Machine learning and digital pragmatics: Which word category influences emoji use most?

arXiv cs.LG / 4/24/2026

💬 OpinionIdeas & Deep AnalysisModels & Research

Key Points

  • The study uses a fine-tuned MARBERT machine learning model to predict emoji usage from Arabic tweets, focusing on multiple Arabic colloquial dialects.
  • A dataset of 8,695 Arabic colloquial tweets was collected and labeled by classifying tweets into 14 emoji-related categories using a numerically encoded scheme.
  • An interpretable preprocessing baseline was built to examine how lexical (word) features relate to different emoji categories.
  • The model achieved an overall accuracy of 0.75, evaluated using precision, recall, and F1-score metrics.
  • The authors conclude that results are promising but emphasize the need to improve ML approaches for low-resource, multidialectal languages such as Arabic.

Abstract

This study investigates Machine Learning (ML) in the prediction of emojis in Arabic tweets employing the (state-of-the-art) MARBERT model.

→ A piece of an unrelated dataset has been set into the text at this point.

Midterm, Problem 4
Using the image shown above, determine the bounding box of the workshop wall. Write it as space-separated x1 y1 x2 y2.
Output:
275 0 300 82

A corpus of 11379 CA tweets representing multiple Arabic colloquial dialects was collected from X.com via Python. A net dataset includes 8695 tweets, which were utilized for the analysis. These tweets were then classified into 14 categories, which were numerically encoded and used as labels. A preprocessing pipeline was designed as an interpretable baseline, allowing us to examine the relationship between lexical features and emoji categories. MARBERT was finetuned to predict emoji use from textual input. We evaluated the model performance in terms of precision, recall and F1-scores. Findings reveal that the model performed quite well with an overall accuracy 0.75. The study concludes that although the findings are promising, there is still a need for improving machine learning models including MARBERT, specifically for low-resource and multidialectal languages like Arabic.